Un soir de janvier, vers 19 h, la consommation française grimpe d'un coup. RTE cherche des mégawatts. Il en achète à des centrales, et aussi à des usines et des bâtiments tertiaires qui acceptent de lever le pied une heure ou deux, contre rémunération.
Ce marché-là s'appelle le mécanisme d'ajustement. Il tourne toute l'année, y compris en août à 4 h du matin, et la majorité des consommateurs qui pourraient y participer ignorent qu'il leur est ouvert.
Ce qu'on vend, ce n'est pas de l'électricité
C'est de la disponibilité. RTE doit équilibrer injection et soutirage à chaque seconde du réseau, et il ne peut pas stocker sa marge de manœuvre. Alors il l'achète : à la hausse quand il manque de puissance, à la baisse quand il y en a trop. Un consommateur qui s'engage à réduire sa charge sur signal entre dans le même carnet d'ordres qu'une turbine à gaz, avec cette différence qu'il ne produit rien, il renonce simplement à consommer pendant la fenêtre demandée.

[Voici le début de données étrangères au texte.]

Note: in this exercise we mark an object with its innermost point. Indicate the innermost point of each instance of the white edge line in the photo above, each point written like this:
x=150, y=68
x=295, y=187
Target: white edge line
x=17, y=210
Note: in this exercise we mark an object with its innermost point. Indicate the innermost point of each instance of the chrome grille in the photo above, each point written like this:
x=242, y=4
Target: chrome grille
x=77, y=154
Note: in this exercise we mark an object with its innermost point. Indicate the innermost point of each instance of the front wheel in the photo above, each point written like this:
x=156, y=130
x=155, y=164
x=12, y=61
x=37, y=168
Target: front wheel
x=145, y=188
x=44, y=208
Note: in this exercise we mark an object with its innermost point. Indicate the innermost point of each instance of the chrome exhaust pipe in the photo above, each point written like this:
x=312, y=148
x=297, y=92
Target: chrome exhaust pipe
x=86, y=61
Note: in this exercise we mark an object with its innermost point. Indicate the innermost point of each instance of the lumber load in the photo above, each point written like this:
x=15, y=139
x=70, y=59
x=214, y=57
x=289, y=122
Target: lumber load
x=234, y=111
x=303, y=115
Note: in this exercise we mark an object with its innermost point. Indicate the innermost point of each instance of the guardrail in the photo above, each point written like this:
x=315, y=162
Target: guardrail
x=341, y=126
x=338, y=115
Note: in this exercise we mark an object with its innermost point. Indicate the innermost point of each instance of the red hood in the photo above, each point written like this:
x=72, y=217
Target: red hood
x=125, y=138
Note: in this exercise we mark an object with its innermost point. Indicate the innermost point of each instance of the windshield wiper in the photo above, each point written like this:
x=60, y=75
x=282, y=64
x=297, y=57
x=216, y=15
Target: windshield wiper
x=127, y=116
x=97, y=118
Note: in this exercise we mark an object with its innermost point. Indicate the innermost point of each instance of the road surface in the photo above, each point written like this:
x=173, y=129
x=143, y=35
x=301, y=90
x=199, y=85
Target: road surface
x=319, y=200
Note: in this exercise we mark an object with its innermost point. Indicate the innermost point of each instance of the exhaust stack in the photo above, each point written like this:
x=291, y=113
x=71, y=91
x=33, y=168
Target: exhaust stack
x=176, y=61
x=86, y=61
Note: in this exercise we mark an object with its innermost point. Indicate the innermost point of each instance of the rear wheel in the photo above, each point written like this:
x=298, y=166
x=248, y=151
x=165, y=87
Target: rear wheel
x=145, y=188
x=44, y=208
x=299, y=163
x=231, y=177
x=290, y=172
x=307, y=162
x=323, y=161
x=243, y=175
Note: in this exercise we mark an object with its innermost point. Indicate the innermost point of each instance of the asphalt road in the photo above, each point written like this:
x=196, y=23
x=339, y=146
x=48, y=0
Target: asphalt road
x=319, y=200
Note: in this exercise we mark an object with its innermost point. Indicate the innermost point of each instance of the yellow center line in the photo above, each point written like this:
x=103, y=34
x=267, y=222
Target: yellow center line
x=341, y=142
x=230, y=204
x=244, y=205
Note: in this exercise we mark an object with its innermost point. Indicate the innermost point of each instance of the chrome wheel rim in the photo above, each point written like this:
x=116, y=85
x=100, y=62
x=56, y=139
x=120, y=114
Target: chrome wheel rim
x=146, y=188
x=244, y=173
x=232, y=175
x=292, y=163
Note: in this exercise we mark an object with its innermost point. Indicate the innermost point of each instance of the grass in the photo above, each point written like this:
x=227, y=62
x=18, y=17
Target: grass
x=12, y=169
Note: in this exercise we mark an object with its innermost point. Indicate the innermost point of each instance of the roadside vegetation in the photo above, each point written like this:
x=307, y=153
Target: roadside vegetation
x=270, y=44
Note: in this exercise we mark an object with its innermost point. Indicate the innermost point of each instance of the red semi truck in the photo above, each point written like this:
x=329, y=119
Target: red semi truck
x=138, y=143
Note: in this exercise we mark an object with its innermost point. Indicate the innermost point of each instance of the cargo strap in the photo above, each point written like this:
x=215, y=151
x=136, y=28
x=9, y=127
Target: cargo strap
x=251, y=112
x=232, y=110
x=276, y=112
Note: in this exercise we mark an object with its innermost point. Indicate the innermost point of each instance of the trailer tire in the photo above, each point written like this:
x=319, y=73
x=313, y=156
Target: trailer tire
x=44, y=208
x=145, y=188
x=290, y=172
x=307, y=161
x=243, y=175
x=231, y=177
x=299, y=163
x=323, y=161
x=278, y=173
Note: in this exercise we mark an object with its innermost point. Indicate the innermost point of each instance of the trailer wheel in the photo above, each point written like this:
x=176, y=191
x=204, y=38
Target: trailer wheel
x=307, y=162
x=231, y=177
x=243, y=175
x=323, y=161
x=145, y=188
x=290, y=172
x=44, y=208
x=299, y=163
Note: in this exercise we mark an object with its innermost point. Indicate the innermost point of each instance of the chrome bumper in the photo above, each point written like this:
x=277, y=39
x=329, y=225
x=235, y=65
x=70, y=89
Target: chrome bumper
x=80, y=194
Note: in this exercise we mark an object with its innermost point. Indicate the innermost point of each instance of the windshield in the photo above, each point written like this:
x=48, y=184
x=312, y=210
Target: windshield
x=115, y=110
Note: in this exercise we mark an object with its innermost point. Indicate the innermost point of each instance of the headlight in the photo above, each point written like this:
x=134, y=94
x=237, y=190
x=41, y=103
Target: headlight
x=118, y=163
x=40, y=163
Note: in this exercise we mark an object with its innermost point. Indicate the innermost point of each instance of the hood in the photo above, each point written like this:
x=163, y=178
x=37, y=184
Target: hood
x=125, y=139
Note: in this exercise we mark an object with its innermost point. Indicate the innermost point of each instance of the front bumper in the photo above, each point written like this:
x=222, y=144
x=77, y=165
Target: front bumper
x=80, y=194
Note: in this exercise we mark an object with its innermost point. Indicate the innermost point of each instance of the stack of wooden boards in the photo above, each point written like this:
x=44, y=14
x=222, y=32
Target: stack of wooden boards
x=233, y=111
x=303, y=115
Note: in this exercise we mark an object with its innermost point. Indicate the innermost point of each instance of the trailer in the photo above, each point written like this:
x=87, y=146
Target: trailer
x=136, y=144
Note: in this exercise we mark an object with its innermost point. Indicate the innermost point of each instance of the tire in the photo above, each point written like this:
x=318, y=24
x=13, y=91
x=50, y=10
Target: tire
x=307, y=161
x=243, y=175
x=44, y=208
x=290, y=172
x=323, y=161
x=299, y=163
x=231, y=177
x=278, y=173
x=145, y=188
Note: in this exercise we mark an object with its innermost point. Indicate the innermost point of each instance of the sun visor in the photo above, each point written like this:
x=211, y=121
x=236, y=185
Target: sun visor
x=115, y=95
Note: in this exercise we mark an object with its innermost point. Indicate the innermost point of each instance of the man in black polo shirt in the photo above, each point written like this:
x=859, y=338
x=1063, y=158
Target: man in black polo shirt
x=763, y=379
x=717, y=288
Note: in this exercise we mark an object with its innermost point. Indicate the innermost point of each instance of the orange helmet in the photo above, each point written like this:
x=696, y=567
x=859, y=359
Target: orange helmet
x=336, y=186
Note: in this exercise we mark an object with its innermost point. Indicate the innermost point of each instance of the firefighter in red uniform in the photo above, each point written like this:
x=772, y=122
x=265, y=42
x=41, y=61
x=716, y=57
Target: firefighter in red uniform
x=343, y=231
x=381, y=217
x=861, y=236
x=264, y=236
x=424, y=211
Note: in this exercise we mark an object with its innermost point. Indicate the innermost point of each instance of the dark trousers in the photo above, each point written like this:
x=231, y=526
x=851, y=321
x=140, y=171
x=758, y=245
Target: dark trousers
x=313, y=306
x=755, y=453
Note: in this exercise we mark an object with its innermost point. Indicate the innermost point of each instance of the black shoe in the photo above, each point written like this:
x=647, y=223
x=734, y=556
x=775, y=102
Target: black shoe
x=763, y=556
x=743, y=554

En pratique, on passe par un agrégateur, parce qu'entre la qualification technique du site, la télémesure au pas de dix minutes, le contrôle du réalisé face à une courbe de référence reconstituée et les pénalités qui tombent si l'effacement promis n'arrive pas, personne ne monte ce dossier seul pour un bâtiment unique. Lui empile des dizaines de sites jusqu'au seuil de puissance qui rend l'offre recevable.
Les postes qui se prêtent au jeu
Le froid industriel, d'abord, parce qu'une chambre à −20 °C encaisse deux heures sans compresseur sans que le thermomètre bouge de plus d'un degré. La ventilation, l'eau chaude sanitaire, les process décalables, la recharge des flottes électriques. Tout ce qui a de l'inertie.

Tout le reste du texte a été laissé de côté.